{ Java Algorithms } Linked List
Linked List
- A linear data structure consists of nodes where each node contains data and a pointer to the next node in the list
- Singly Linked List
- Doubly Linked List
List
- 어떤 ‘순서’ 가 있는 데이터의 집합 (1등부터 차례차례 들어온 경마들의 기록)
- Array List
- ‘연속적인’ 공간에 순차적으로 데이터를 저장
- Indexing 가능
- Linked List
- ‘비연속적인’ 공간에 순서대로 데이터를 저장
Singly Linked List
- Can only be traversed in one direction, from the first node (head) towards the last node
- Last node points to NULL (end of list)
Pros
- Insertion and deletion at head is more efficient than array
- 추가 & 삭제가 쉬움 ← → Array List
- 1 → 4 → 5 → 11 → 22 → 7 인 linked list 에서 5와 11 번 사이에 9를 추가 하려면 5의 포인터가 9를 가리키게 하며, 9의 포인터가 11번을 가리키게 하면 된다.
- 반면 어레이는 하나씩 뒤로 옮겨줘야 함
Cons
- 위치 탐색이 오래 걸린다 (from the head to the position) = Indexing 을 통해서 해당 노드에 바로 접근 불가능
- Array List 에 비하여 메모리를 더 차지함 (포인터를 저장할 공간이 따로 요구되기 때문에)

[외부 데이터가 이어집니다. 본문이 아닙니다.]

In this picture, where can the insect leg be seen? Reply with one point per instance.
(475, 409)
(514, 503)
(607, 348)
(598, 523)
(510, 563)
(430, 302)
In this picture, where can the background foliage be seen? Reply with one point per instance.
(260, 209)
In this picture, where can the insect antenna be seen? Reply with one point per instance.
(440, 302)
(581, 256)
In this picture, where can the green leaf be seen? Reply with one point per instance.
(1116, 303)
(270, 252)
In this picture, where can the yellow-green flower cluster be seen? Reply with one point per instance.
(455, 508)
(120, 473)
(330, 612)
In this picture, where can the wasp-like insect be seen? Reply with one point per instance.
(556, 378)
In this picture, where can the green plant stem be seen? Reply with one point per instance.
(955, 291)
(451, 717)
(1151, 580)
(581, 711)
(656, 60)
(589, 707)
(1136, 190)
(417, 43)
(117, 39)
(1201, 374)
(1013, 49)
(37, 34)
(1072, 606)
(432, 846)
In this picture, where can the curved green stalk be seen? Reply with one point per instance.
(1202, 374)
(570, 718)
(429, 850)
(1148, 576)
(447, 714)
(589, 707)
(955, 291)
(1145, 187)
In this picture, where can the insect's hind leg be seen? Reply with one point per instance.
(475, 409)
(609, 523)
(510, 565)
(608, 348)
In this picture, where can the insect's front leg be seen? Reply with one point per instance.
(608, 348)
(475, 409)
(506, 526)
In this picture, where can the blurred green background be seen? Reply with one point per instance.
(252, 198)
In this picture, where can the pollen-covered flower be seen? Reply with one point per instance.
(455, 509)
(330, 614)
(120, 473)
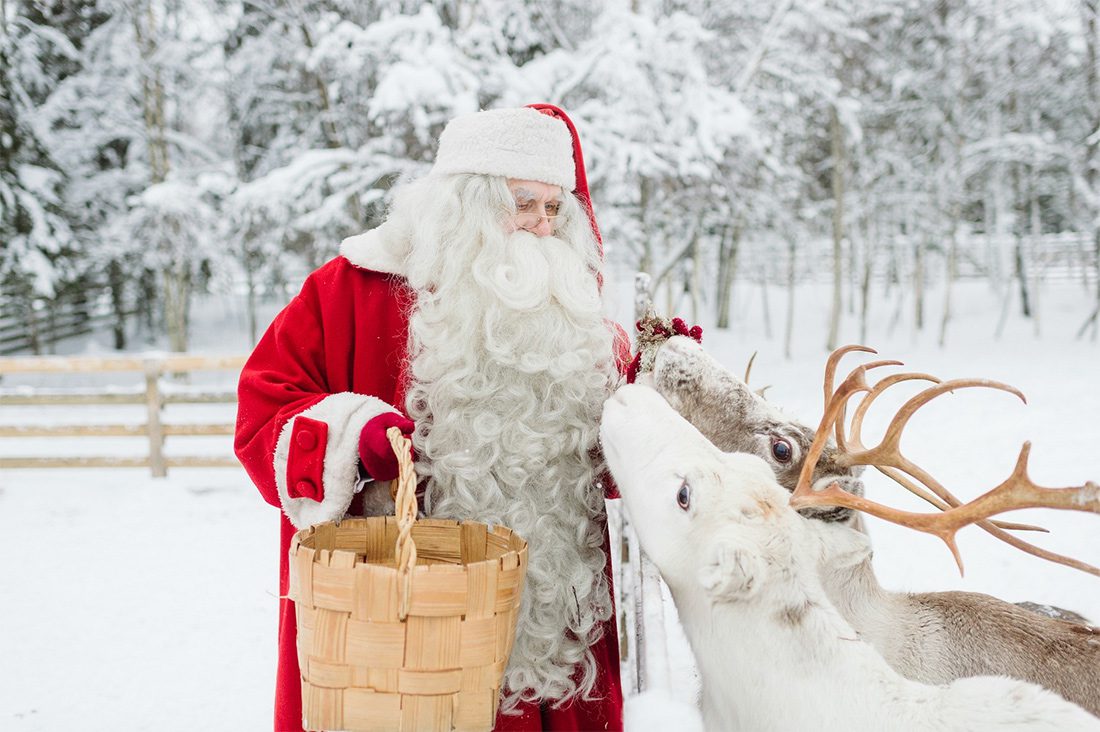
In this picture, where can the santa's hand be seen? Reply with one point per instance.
(374, 449)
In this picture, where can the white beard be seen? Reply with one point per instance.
(510, 363)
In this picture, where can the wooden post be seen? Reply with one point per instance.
(153, 419)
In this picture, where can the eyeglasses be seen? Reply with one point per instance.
(529, 221)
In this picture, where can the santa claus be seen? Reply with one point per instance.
(472, 319)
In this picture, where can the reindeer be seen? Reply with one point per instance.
(773, 652)
(933, 637)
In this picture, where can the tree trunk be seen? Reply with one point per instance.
(177, 291)
(250, 277)
(1036, 236)
(919, 284)
(791, 276)
(865, 290)
(839, 162)
(1090, 9)
(727, 268)
(949, 272)
(765, 306)
(152, 91)
(1022, 277)
(118, 283)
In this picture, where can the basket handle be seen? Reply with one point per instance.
(405, 511)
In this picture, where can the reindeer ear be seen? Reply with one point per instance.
(732, 569)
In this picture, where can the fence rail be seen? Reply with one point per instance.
(154, 396)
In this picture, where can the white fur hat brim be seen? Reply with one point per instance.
(517, 143)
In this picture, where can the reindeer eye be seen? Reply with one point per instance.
(683, 495)
(781, 449)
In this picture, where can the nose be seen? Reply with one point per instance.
(542, 228)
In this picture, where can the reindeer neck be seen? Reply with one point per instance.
(782, 664)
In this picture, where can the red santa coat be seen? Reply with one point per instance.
(332, 359)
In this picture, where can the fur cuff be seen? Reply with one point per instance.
(344, 414)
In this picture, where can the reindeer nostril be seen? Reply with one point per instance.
(781, 449)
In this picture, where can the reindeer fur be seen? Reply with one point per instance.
(933, 637)
(743, 567)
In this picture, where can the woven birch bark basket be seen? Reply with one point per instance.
(404, 624)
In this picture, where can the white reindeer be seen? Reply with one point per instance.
(933, 637)
(773, 652)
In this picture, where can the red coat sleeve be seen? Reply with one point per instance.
(283, 378)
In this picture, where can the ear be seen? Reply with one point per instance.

- Reverse traversing is not possible with singly linked list
Doubly Linked List
- 각 노드에는 Next 노드를 가리키는 포인터와 Previous 노드를 가리키는 포인터가 있음
- Linked list 의 모든 장점 + 2 가지 장점
Pros
- Head as well as tail are O(1) operations
- Can be traversed forward as well as backward
Cons
- Greater space overhead than singly-linked list
Singly Linked List Operations
- insertAtHead(data)
- insertAtEnd(data)
- delete(data)
- deleteAtHead()
- deleteAtEnd()
- Search(data)
- isEmpty() is a helper function which will prove useful in defining all the other functions.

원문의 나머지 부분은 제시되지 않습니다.